2023年3月16日(木)県立守谷高校・1年生を聴衆として報告会が開催されました。
国際交流基金(JF)の主催で行われたもので、日本語パートナーズ派遣事業の内、ラオス短期派遣事業の帰国報告会でした。高校生にはJFの活動の概要説明のリーフレットが配布されました。
良かった点
守谷高校生という若い世代に聴衆が限定されていた。
18才での選挙権の講師が可能となった時代の選択であった。
高校生は、未来志向の可能性を秘めた存在である。
若者の能力を過小評価してはならない。

質問に「何語で話せばいいのでしょうか。日本語で話しかけてもいいのでしょうか。」外国の方と話すことが多くない、未経験な若者にとっては自然な質問です。しかし、実はこれはすぐれて本質的な問題に切り込んだ質問であると言えます。
そうです。「言語権の保障と多文化共生の可能性を探る」問題意識の萌芽と言えるのです。この質問に適切に答えられたかといえば、否です。多くの外国人は、英語は40パーセントの人しか使えない現状です。これは一般的なボランティア希望者に答える回答です。地域日本語教育のボランティアに関わって、外国の方と一緒に日本語を学んでいると、体験的にわかる割合なのです。日本の青少年も、今では小中学校から学んでいる英語会話で、「自分の言いたいことや求められた内容」を説明できると自覚している人は多くはないでしょう。その状況を割合で言えば、それと同じような割合だと思われます。

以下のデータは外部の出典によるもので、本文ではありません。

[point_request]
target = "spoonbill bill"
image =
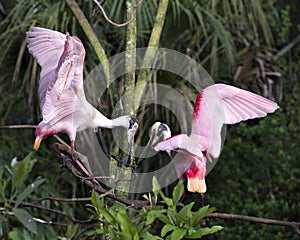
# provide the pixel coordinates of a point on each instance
(215, 106)
(63, 103)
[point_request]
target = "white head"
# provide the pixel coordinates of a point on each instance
(159, 132)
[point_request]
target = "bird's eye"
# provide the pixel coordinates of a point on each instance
(132, 122)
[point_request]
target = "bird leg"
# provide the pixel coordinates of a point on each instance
(202, 199)
(75, 159)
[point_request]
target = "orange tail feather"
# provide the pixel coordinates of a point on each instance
(37, 143)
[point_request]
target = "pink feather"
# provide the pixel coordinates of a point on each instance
(215, 106)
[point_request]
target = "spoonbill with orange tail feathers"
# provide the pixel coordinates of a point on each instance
(63, 103)
(215, 106)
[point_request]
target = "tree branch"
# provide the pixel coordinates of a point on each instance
(91, 36)
(151, 50)
(131, 19)
(294, 225)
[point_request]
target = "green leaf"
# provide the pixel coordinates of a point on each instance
(186, 211)
(15, 235)
(205, 231)
(178, 234)
(108, 216)
(152, 215)
(167, 228)
(155, 186)
(201, 213)
(96, 200)
(28, 190)
(71, 231)
(177, 192)
(26, 219)
(167, 200)
(127, 227)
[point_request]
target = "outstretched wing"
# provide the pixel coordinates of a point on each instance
(223, 104)
(61, 85)
(47, 47)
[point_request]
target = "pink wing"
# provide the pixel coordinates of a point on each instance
(61, 58)
(182, 143)
(223, 104)
(47, 47)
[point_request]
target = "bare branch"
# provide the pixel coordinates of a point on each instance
(32, 205)
(118, 24)
(18, 126)
(62, 199)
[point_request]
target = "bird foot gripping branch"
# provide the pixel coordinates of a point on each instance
(63, 103)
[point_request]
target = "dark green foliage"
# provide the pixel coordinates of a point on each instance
(258, 173)
(173, 222)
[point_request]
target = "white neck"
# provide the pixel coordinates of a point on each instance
(99, 120)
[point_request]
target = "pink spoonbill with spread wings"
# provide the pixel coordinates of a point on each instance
(63, 103)
(215, 106)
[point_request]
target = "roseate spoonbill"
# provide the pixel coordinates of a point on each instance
(215, 105)
(157, 133)
(63, 103)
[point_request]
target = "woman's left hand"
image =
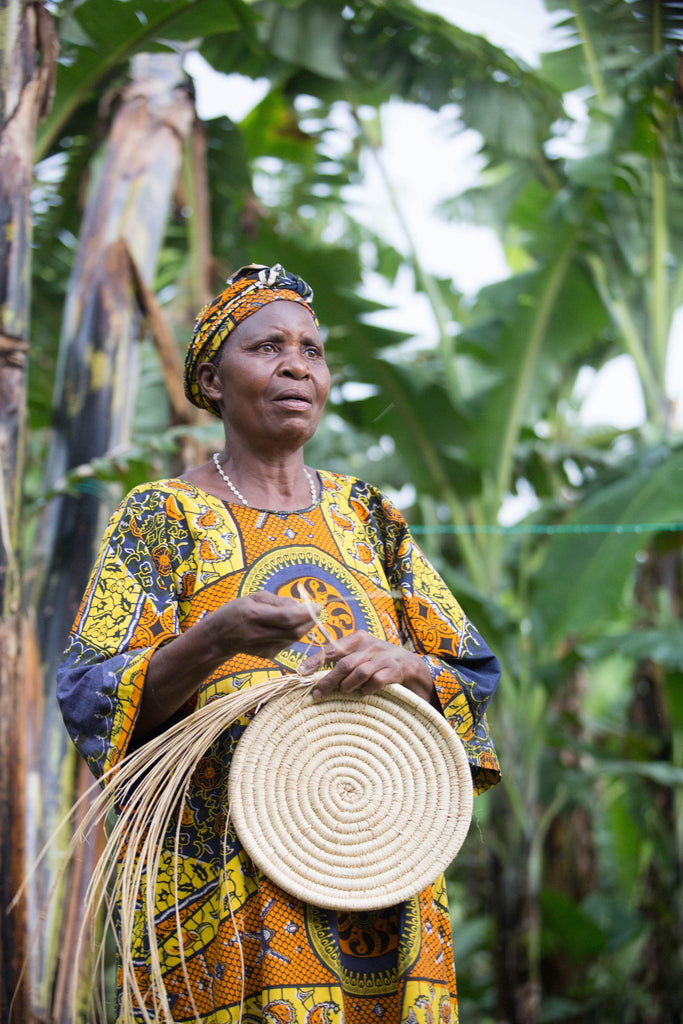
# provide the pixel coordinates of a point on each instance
(364, 663)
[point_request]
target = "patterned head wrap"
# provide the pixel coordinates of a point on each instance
(248, 289)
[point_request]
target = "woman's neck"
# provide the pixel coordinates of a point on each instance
(275, 481)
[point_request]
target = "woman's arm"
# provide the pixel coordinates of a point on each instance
(261, 624)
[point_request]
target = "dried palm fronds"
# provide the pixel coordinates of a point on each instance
(150, 786)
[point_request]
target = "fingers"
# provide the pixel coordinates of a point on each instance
(366, 665)
(263, 624)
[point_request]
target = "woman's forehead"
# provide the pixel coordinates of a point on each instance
(283, 315)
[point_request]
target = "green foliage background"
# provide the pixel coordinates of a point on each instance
(566, 899)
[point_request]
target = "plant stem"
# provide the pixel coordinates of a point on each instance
(523, 383)
(589, 51)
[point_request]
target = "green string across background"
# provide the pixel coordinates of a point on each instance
(548, 528)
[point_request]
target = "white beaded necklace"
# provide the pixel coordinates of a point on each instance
(242, 498)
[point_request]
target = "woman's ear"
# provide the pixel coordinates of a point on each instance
(208, 380)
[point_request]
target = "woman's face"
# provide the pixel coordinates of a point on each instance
(271, 381)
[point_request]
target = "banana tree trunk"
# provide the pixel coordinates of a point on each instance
(124, 221)
(27, 66)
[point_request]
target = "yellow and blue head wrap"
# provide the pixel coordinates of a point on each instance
(248, 290)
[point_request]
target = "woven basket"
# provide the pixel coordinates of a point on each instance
(351, 803)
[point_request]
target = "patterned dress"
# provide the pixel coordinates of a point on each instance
(172, 554)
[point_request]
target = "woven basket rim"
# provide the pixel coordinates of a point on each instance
(334, 800)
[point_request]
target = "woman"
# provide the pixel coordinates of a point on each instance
(213, 581)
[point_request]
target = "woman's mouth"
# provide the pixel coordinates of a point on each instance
(294, 400)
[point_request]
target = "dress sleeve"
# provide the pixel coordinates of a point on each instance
(129, 609)
(465, 672)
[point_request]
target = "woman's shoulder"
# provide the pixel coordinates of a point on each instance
(172, 496)
(366, 499)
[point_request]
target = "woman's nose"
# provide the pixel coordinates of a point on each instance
(294, 365)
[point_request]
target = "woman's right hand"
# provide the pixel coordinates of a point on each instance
(260, 624)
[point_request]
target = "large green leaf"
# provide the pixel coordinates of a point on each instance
(580, 588)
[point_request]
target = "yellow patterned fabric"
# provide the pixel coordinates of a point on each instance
(172, 554)
(248, 289)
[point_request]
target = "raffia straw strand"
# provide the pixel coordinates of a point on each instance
(150, 785)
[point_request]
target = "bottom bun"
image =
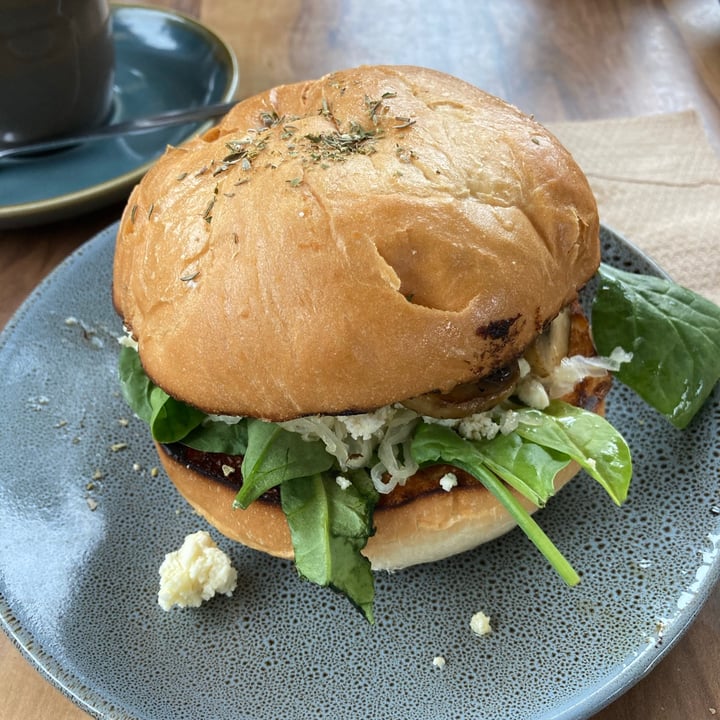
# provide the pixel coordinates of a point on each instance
(421, 523)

「言語権の保障という人権問題」に踏み込まなければ生徒は育ちません。守谷市の在留外国人の数はおよそ1300人です。こうした状況下では、多言語の保障と日本語支援活動が必要です。守谷市では、できているのでしょうか。茨城県の国際交流協会では、法律相談などには約10言語への対応をしています。
 次に2つのエピソードを話したいと思います。
1) スウェーデンの方と結婚した女性の話です。アキラ君というお子さんを育てているのですが、日本語とスウェーデン語で接していますが、心から本当にわかってほしいことを伝えたいときは、どうしても「日本語」(彼女の母語)になってしまうというのです。

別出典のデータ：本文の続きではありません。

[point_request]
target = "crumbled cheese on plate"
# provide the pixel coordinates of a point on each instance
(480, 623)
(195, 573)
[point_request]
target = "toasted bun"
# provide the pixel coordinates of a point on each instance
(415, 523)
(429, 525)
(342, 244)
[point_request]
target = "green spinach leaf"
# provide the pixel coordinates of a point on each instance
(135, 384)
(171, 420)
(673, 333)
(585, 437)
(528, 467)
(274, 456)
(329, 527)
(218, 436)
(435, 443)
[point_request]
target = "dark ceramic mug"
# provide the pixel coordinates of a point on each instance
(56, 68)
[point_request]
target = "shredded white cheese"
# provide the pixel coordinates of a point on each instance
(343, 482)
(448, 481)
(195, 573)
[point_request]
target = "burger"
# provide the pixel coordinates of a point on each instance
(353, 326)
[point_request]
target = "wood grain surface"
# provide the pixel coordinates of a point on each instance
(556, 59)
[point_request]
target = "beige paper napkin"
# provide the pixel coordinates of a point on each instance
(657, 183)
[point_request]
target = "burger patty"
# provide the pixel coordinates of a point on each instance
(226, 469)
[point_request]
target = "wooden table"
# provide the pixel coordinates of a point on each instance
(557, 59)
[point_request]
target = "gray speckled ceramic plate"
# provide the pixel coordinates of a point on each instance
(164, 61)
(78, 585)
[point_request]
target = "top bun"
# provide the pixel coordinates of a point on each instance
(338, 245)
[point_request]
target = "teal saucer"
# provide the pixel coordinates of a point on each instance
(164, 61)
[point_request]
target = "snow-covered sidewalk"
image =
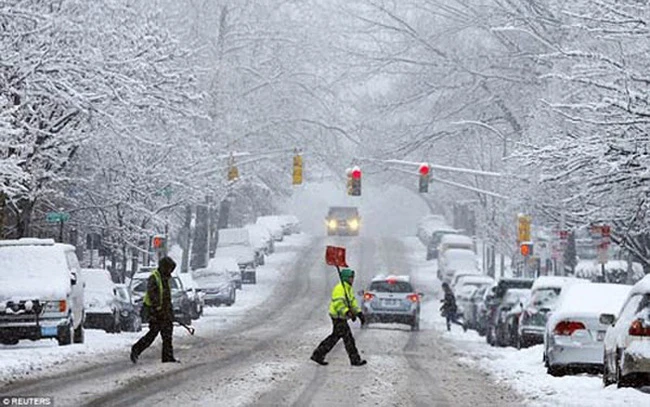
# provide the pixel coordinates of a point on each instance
(522, 370)
(32, 358)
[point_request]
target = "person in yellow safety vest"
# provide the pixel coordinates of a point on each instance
(343, 306)
(158, 301)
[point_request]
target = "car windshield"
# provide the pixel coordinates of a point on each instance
(343, 212)
(391, 287)
(545, 298)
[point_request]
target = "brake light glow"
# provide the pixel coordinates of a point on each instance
(567, 328)
(413, 297)
(638, 328)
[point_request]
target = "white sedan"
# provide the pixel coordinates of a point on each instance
(627, 342)
(573, 339)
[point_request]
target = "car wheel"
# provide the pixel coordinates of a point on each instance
(556, 371)
(79, 334)
(607, 379)
(65, 335)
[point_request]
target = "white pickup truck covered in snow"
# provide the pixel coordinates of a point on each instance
(41, 292)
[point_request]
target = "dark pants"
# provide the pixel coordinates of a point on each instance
(340, 329)
(165, 327)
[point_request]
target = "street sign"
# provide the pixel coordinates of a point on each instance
(56, 217)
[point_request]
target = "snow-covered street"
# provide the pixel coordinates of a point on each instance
(522, 370)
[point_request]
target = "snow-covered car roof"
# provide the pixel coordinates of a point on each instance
(555, 282)
(456, 239)
(473, 278)
(233, 237)
(383, 277)
(34, 268)
(591, 299)
(224, 263)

2) 名古屋出入国管理局で亡くなったウィシュマ・サンダマリさんのことです。
ウィシュマさんが、「死ぬ。早く救急車を呼んで」と絞り出すように言うと、看守は「死なないで。大丈夫」と返したそうです。その時ウィシュマさんは「アネー、病院持っていって。お願いします。」と繰り返したが、看守は取り合わなかった。その後、ウィシュマさんは動かなくなりなくなりました。この時の「アネー」は命乞いのような哀願する時のシンハラ語だということです。
以上のことで、日本に来ていて日本語で話していても本当に困ったり、命にかかわるような時には母語が出てしまうのです。私たちが理解しておくべきことの一つは、その方の母語での対応も必要だということです。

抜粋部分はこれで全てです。